Have an inbox. Have one inbox on your desk, and have all incoming documents, notes, phone messages and other papers be put into this inbox. Process it to empty at least once a day, using the steps above. From here on out, don’t let any other papers clutter your desk except the one thing you’re working on.
Simplify your computer. Clear your desktop of icons — it’s an inefficient way to launch documents or programs and organize yourself, and they’re just visual clutter. Clear everything from your menubar too, if possible. On your desktop, use a simple and serene picture as the background, and only have the document open that you’re currently working on. Turn off all email and IM notifications, and only do email at 2-3 set times a day. You don’t need all the interruptions.
Simple filing system. Use a simple alphabetical filing system with plain manila folders. Have plenty of labels and empty folders on hand, so you have nothing stopping you from creating a new file quickly and filing a document. Don’t let your filing pile up.

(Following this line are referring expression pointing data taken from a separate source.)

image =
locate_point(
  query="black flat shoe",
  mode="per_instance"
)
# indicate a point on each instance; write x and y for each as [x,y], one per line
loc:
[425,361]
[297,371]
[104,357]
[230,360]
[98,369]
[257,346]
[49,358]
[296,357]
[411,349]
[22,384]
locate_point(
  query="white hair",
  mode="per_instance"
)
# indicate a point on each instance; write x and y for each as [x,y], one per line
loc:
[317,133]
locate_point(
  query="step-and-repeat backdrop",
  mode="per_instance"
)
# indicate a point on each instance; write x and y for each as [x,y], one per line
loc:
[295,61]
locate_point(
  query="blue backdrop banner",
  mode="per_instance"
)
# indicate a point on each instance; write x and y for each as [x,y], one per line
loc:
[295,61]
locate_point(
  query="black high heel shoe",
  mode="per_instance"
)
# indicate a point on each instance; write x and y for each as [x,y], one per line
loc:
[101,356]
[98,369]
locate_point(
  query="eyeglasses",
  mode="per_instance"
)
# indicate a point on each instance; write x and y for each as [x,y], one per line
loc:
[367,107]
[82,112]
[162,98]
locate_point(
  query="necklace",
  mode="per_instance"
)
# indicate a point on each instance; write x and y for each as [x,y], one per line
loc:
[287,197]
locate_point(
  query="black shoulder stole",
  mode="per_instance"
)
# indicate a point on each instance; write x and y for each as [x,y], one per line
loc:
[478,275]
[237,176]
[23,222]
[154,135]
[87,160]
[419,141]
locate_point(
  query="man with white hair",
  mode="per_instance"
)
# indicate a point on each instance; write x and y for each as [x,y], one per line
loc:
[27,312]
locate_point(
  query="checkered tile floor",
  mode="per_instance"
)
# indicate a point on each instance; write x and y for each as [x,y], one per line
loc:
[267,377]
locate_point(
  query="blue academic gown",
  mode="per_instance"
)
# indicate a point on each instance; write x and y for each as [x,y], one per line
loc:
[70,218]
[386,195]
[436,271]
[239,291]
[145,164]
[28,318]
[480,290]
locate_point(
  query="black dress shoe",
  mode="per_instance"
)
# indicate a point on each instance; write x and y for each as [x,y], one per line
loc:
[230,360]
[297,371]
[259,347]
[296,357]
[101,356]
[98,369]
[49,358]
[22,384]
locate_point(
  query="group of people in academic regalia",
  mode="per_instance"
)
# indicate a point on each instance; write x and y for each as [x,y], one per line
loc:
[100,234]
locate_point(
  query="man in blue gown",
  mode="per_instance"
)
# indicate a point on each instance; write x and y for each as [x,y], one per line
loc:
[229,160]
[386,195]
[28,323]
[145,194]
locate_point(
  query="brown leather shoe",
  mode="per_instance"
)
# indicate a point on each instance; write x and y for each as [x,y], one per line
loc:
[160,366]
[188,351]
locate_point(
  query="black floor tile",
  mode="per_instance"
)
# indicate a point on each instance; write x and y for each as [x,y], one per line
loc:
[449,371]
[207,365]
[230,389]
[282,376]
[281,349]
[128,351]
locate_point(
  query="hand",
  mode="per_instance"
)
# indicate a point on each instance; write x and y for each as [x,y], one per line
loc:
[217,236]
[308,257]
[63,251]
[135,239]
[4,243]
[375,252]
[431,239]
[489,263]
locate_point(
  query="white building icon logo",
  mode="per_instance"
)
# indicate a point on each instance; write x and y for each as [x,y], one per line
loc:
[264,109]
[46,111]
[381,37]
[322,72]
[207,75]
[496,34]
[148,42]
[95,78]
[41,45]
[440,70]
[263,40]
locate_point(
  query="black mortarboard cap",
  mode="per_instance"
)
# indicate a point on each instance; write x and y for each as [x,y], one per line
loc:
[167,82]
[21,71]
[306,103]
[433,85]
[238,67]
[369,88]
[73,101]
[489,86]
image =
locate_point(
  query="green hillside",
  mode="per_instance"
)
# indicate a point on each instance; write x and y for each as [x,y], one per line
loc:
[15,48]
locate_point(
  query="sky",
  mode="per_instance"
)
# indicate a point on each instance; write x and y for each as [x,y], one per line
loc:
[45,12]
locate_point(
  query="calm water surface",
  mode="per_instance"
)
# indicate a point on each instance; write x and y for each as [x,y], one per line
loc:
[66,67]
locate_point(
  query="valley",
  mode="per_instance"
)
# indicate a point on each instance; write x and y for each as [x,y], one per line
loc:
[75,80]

Edit, edit, edit. Once you’ve cleared the clutter, there’s usually still stuff you can clear away. Edit your surroundings. For each item in view, ask yourself, “Does this really need to be in view?” In most cases, the answer is no. Find a way to get it out of sight, or get rid of it. When you’ve gone through this process, do it again — you can usually still find ways to get something out of sight.
Simple furniture. Go for the simplest furniture possible, a plain floor covering (solid-color wall-to-wall carpeting or undecorated hard-surface floors), bare windows or simple window coverings such as blinds, plain shelves and lamps if necessary.
Simple decorations. Skip the bric-a-brac, and only have one or two simple decorations, such as a few flowers in a vase or a Zen garden.